In April 2015, Javier Olivares, one of the creators of El Ministerio del Tiempo, met with representatives of Gersh in the MIPTV audiovisual fair of Cannes. There, they discussed the possibility of developing an American version of the show. Gersh would later ask for a DVD copy of the first episode of the Spanish show, with English subtitles. Onza Partners, the Spanish production company, gave that DVD to the Gersh Agency in the hopes of working with them. Roy Ashton, from the Gersh Agency, wrote to Onza letting them know that they liked El Ministerio del Tiempo and wanted to work with them. Ashton also mentioned Eric Kripke and Ben Edlund as possible show runners.

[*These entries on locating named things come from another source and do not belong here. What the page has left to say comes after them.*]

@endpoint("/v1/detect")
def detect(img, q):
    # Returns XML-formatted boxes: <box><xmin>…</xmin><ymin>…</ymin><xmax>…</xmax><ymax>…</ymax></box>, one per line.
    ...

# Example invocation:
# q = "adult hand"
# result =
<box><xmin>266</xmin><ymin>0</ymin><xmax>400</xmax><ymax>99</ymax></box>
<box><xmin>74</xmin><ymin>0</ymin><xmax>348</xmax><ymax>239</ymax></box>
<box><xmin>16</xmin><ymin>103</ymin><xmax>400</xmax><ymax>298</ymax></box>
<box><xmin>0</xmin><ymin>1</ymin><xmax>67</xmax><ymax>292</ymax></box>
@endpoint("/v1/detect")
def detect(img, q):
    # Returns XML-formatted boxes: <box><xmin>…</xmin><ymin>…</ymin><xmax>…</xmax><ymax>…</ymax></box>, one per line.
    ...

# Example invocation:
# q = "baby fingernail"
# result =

In August 2015, Deadline reported that NBC had bought a project called Time, created by Kripke and Shawn Ryan. At the same time, all negotiations regarding the American version of El Ministerio del Tiempo were dropped. That project went on to become Timeless, with its pilot episode airing in January 2016.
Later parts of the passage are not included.